There are two subtypes of the income portfolio:

1) a regular income portfolio;

2) a portfolio of income securities.

The regular income portfolio is formed from highly reliable securities and brings in an average return with a minimum level of risk.

The portfolio of income securities consists of high-yield corporate bonds, securities that yield high returns with an average level of risk.

The portfolio of growth and income is formed to avoid possible losses in the stock market, both from a drop in the exchange value, and from low dividend or interest payments. One part of the financial assets that make up this portfolio brings the owner the growth of capital value, and the other - income. The loss of one part of the income can be compensated by the increase of the other.

There are two subtypes of this portfolio:

1) a dual-use portfolio;

2) a balanced portfolio.

The portfolio of dual-purpose includes paper that brings its owner a high income with the growth of invested capital. In this case, we are talking about securities of dual-purpose investment funds. They issue their own shares of two types: the first bring a high return, the second - capital gains. The investment characteristics of the portfolio are determined by the significant content of these securities in the portfolio.

A balanced portfolio implies a balance of not only income, but also the risk that accompanies transactions with securities, and therefore in a certain proportion consists of securities with fast-growing exchange value and high-yield securities. The portfolio can include high-risk securities. As a rule, this portfolio includes ordinary and preferred shares, as well as bonds.
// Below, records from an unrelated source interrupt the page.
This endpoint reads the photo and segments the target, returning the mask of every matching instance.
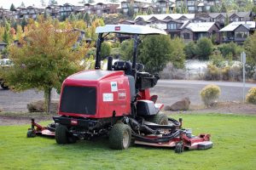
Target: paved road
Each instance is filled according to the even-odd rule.
[[[199,93],[207,84],[217,84],[221,88],[221,101],[242,101],[242,84],[240,82],[160,80],[151,90],[152,94],[159,95],[159,102],[171,105],[182,98],[189,97],[191,105],[201,105]],[[246,93],[256,84],[246,84]],[[26,111],[26,105],[33,100],[44,98],[42,92],[27,90],[22,93],[14,93],[0,88],[0,108],[5,111]],[[53,93],[53,99],[59,96]]]
[[[200,91],[207,84],[215,84],[221,89],[220,101],[242,101],[243,84],[241,82],[186,81],[186,80],[160,80],[152,89],[152,93],[159,95],[159,102],[172,105],[174,102],[189,97],[191,105],[201,105]],[[246,83],[245,93],[255,83]]]

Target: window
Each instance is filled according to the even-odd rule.
[[[168,30],[176,30],[177,29],[177,24],[176,23],[169,23],[167,25]]]
[[[195,7],[189,7],[188,9],[189,9],[189,11],[194,11],[195,10]]]
[[[247,38],[249,36],[247,31],[239,31],[235,33],[236,38]]]
[[[183,33],[183,38],[186,39],[186,40],[190,39],[189,33]]]

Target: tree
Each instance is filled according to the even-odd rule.
[[[4,42],[5,43],[7,44],[9,44],[10,43],[10,26],[9,23],[6,24],[5,27],[4,27],[4,33],[3,33],[3,42]]]
[[[25,3],[23,3],[23,1],[22,1],[21,4],[20,4],[20,7],[23,7],[23,8],[26,7],[26,6],[25,6]]]
[[[210,39],[202,37],[197,41],[196,55],[200,60],[208,60],[213,51],[213,45]]]
[[[112,48],[111,45],[108,42],[103,42],[102,43],[102,49],[101,49],[101,56],[102,59],[110,55]]]
[[[45,7],[46,3],[44,0],[40,0],[42,7]]]
[[[120,45],[120,55],[124,60],[131,60],[133,54],[133,41],[125,40]]]
[[[227,8],[226,8],[226,5],[223,3],[221,4],[221,8],[220,8],[220,12],[221,13],[226,13],[228,11]]]
[[[22,27],[18,25],[17,26],[17,29],[16,29],[16,39],[19,41],[19,42],[21,42],[21,38],[22,38]]]
[[[86,22],[86,24],[87,24],[87,26],[90,26],[91,23],[91,21],[90,21],[90,15],[89,15],[89,14],[88,13],[85,13],[84,14],[84,22]]]
[[[131,3],[128,8],[127,15],[130,17],[133,17],[135,12],[133,8],[133,5]]]
[[[44,92],[45,106],[49,111],[51,89],[61,89],[69,75],[81,70],[79,65],[87,52],[86,46],[73,48],[79,33],[49,20],[31,26],[21,47],[12,45],[9,58],[15,65],[4,72],[4,78],[15,91],[36,88]]]
[[[26,21],[26,18],[25,17],[23,17],[23,19],[22,19],[22,20],[21,20],[21,26],[22,26],[22,30],[23,30],[23,31],[24,31],[24,27],[25,26],[26,26],[26,25],[27,25],[27,21]]]
[[[224,26],[228,26],[229,24],[230,24],[230,18],[228,14],[226,14]]]
[[[247,54],[247,63],[256,67],[256,32],[251,35],[244,43]]]
[[[75,21],[77,20],[77,17],[72,13],[69,17],[68,17],[68,20],[69,21]]]
[[[14,3],[11,4],[10,8],[9,8],[9,10],[10,11],[15,11],[16,8],[15,8],[15,6],[14,5]]]

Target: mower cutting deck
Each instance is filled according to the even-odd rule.
[[[184,150],[207,150],[212,147],[210,141],[210,134],[200,134],[195,136],[191,129],[182,128],[182,119],[179,122],[169,118],[168,125],[158,125],[149,122],[145,122],[144,125],[151,129],[157,129],[154,134],[137,134],[132,131],[134,144],[142,145],[150,145],[155,147],[175,148],[176,153],[181,153]],[[55,135],[55,125],[50,123],[47,127],[42,127],[32,119],[32,128],[27,131],[27,138],[33,138],[36,135],[50,136]]]
[[[55,124],[42,127],[32,120],[27,137],[55,136],[57,144],[65,144],[108,135],[112,149],[126,150],[133,139],[137,144],[175,147],[177,153],[212,146],[210,134],[194,136],[191,129],[182,128],[182,119],[168,118],[160,112],[164,105],[156,103],[158,96],[149,92],[160,77],[144,72],[144,65],[137,62],[140,37],[166,32],[143,26],[107,25],[97,27],[96,33],[95,70],[67,77],[61,87],[59,116],[53,117]],[[128,34],[134,39],[132,62],[113,64],[108,57],[108,70],[103,71],[101,46],[110,33]]]

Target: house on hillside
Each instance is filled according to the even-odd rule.
[[[219,42],[218,30],[219,27],[215,22],[189,23],[180,31],[180,37],[185,42],[197,41],[201,37],[215,37],[218,42]]]
[[[166,14],[166,11],[170,11],[170,2],[166,0],[156,1],[154,11],[158,14]]]
[[[68,17],[71,14],[74,14],[74,5],[70,3],[65,3],[63,5],[60,5],[60,17],[66,18]]]
[[[3,17],[5,17],[6,19],[9,19],[11,16],[12,11],[3,8],[3,7],[0,8],[0,20],[2,20]]]
[[[7,43],[4,42],[0,42],[0,54],[5,49]]]
[[[138,13],[139,11],[146,12],[148,8],[152,8],[154,4],[145,0],[126,0],[121,1],[121,11],[124,14],[128,13],[128,9],[130,6],[134,9],[135,13]]]
[[[219,31],[220,42],[241,44],[255,31],[255,21],[232,22]]]
[[[252,12],[237,12],[237,13],[210,13],[208,20],[211,22],[217,22],[220,28],[224,27],[226,20],[229,23],[234,21],[251,21],[253,20]],[[227,20],[228,17],[228,20]]]
[[[180,37],[180,31],[189,24],[189,20],[166,20],[166,31],[171,36],[172,38],[175,37]]]
[[[84,12],[89,14],[97,14],[102,16],[102,14],[116,14],[118,13],[119,3],[111,2],[103,3],[93,3],[84,4]]]
[[[176,0],[176,8],[186,7],[190,14],[209,12],[212,6],[220,4],[221,0]]]

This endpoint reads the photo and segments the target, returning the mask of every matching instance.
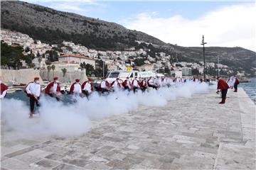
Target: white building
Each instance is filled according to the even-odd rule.
[[[55,65],[55,68],[54,71],[56,72],[62,72],[62,69],[64,68],[67,69],[68,72],[77,72],[80,70],[79,69],[79,64],[55,62],[53,62],[52,64]]]
[[[182,75],[183,76],[191,76],[192,75],[192,69],[189,67],[182,67]]]
[[[68,62],[73,64],[90,64],[95,68],[95,60],[87,57],[80,55],[63,55],[58,57],[58,60],[60,62]]]

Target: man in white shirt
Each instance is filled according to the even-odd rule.
[[[75,82],[71,85],[70,94],[75,96],[81,95],[82,86],[80,84],[80,79],[75,79]]]
[[[149,79],[148,80],[147,83],[148,83],[149,87],[152,87],[153,89],[155,89],[156,90],[157,90],[158,86],[156,85],[156,84],[151,76],[149,77]]]
[[[93,86],[92,79],[88,79],[82,84],[82,91],[85,95],[86,98],[89,100],[89,96],[92,93]]]
[[[29,97],[30,114],[29,118],[33,118],[34,114],[35,103],[37,107],[39,107],[39,98],[41,94],[41,85],[39,84],[39,77],[34,78],[34,81],[28,84],[25,89],[25,93]]]
[[[138,81],[137,76],[135,76],[135,79],[132,81],[132,89],[134,91],[134,93],[135,94],[135,92],[139,88],[139,81]]]
[[[2,99],[4,98],[5,98],[5,96],[6,96],[8,87],[6,85],[5,85],[4,84],[2,83],[1,80],[1,77],[0,77],[0,85],[1,85],[0,99]]]

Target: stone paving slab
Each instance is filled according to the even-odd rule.
[[[1,132],[3,169],[255,169],[255,105],[214,91],[94,120],[75,137]]]

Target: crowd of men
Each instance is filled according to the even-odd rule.
[[[149,88],[157,90],[159,87],[170,87],[174,84],[183,84],[187,81],[203,82],[203,79],[197,79],[195,76],[192,79],[186,79],[182,77],[176,77],[174,79],[170,77],[149,77],[130,79],[127,77],[124,81],[117,78],[111,84],[108,82],[106,77],[103,77],[97,86],[92,85],[92,80],[88,79],[82,84],[80,79],[75,79],[75,81],[71,85],[69,94],[79,96],[85,96],[89,100],[90,95],[94,91],[100,91],[102,94],[108,94],[110,91],[127,91],[129,93],[133,91],[136,93],[141,90],[143,93]],[[222,101],[219,103],[225,103],[228,89],[234,87],[235,92],[238,92],[238,85],[239,80],[235,76],[231,76],[227,83],[224,79],[217,77],[218,86],[217,93],[221,91]],[[6,95],[8,89],[7,86],[3,84],[1,80],[1,96],[0,98],[4,98]],[[24,90],[27,96],[29,98],[30,103],[30,118],[33,118],[35,110],[35,104],[40,106],[39,99],[41,93],[41,87],[39,83],[39,77],[35,77],[33,81],[28,83]],[[57,101],[61,99],[60,82],[58,81],[57,76],[53,78],[53,81],[49,83],[45,89],[45,94],[50,97],[55,98]]]

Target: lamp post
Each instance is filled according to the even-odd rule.
[[[218,56],[218,76],[220,76],[220,60],[219,57]]]
[[[103,76],[102,77],[104,77],[104,60],[102,60],[102,67],[103,67],[103,73],[102,73],[102,74],[103,74]]]
[[[207,42],[204,42],[204,37],[203,35],[203,40],[202,40],[202,43],[201,45],[203,45],[203,79],[206,80],[206,57],[205,57],[205,47],[204,45],[205,44],[207,44]]]

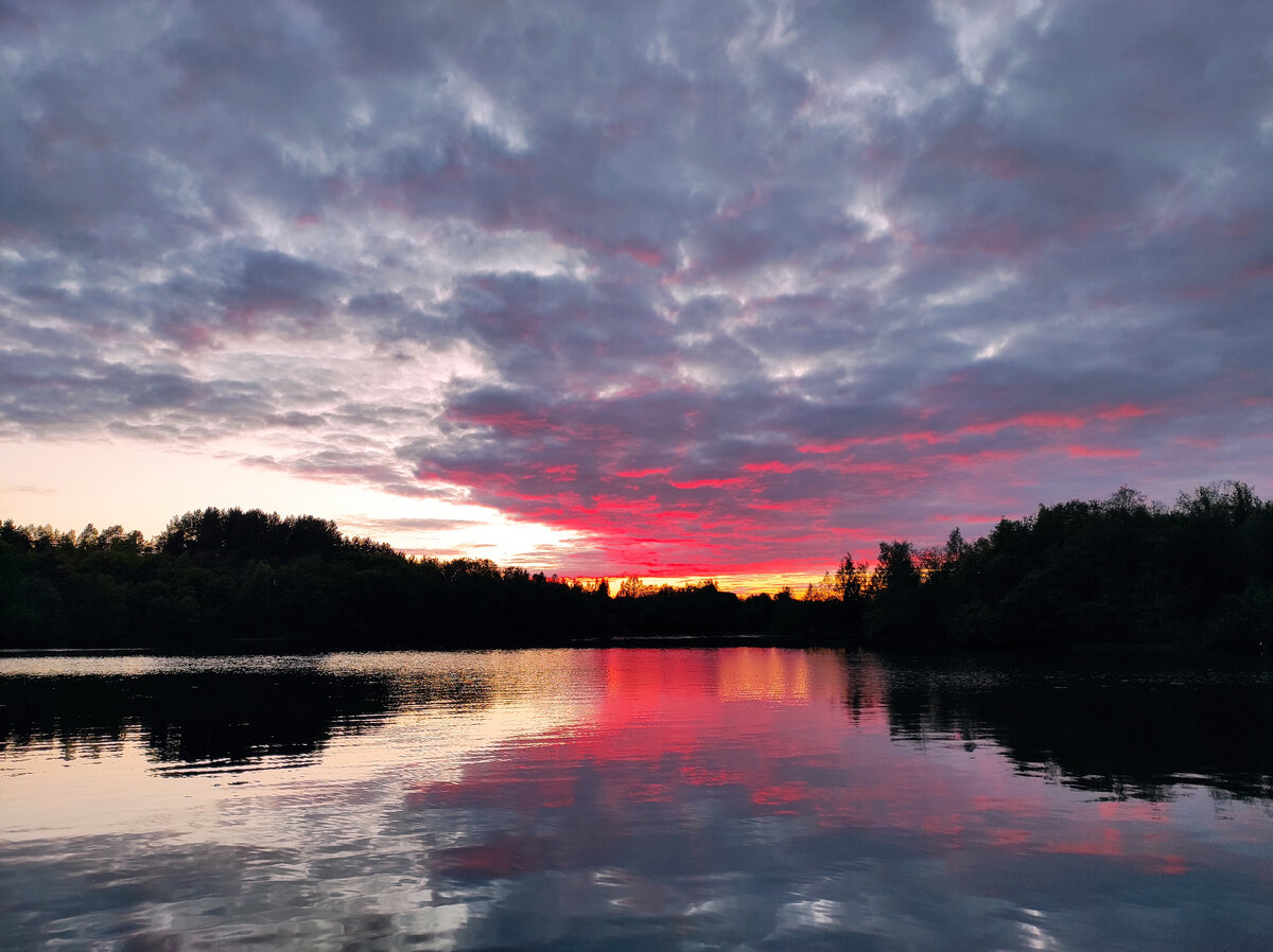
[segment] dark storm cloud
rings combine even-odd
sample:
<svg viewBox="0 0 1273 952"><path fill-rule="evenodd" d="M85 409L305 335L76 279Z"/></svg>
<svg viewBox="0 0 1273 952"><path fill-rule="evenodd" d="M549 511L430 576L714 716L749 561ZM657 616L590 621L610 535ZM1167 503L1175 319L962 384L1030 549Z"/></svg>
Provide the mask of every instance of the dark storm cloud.
<svg viewBox="0 0 1273 952"><path fill-rule="evenodd" d="M0 18L6 434L276 439L606 571L1273 476L1267 4Z"/></svg>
Depending on the market conditions, most of the funds are invested in certain stock instruments included in this portfolio.

Modern practice shows that a portfolio that is uniform in content does not provide a standard return to the portfolio holder. That is why the diversified portfolio, a portfolio with the most various securities is more widespread.

The current state of the financial market makes it necessary to react quickly and adequately to its changes, so the role of managing the investment portfolio of securities increases dramatically and lies in finding the boundary between liquidity, profitability and risk that would allow choosing the optimal portfolio structure.

In practice, there are two ways to manage a portfolio of securities - independent and trust (trust).

The first way is to perform all managerial functions related to the stock portfolio, its holder independently.

The second way is to transfer all or most of the portfolio management functions to another legal entity in the form of a trust (trust transactions with securities). Commercial banks (their trust departments) can act as such trustee (trust); trust companies created by banks; investment banks and funds.

With an independent way of managing a portfolio of securities, a special structural unit (fund department) is created at the enterprise. The functions of this department include:

o Definition of goals and portfolio type;

o Development of strategy and tactics of portfolio management;

o Operational planning of the movement of securities within the limits of the set goals;

o implementation of operations related to portfolio management;

o analysis and identification of factors affecting the composition, structure and dynamics of the movement of securities entering the portfolio;

o adoption and implementation of practical solutions aimed at adjusting the composition and structure of the stock portfolio.

For companies with a small stock portfolio, the functions of the fund department can be performed by one qualified specialist.

In the second way, the portfolio holder trusts to manage it to another legal entity (banks, trust companies) on the basis of a trust management agreement. With the help of such a contract (trust), it is possible to manage the stock portfolio of joint-stock companies, insurance companies, extra-budgetary funds, charitable and public organizations (when they place temporarily idle funds).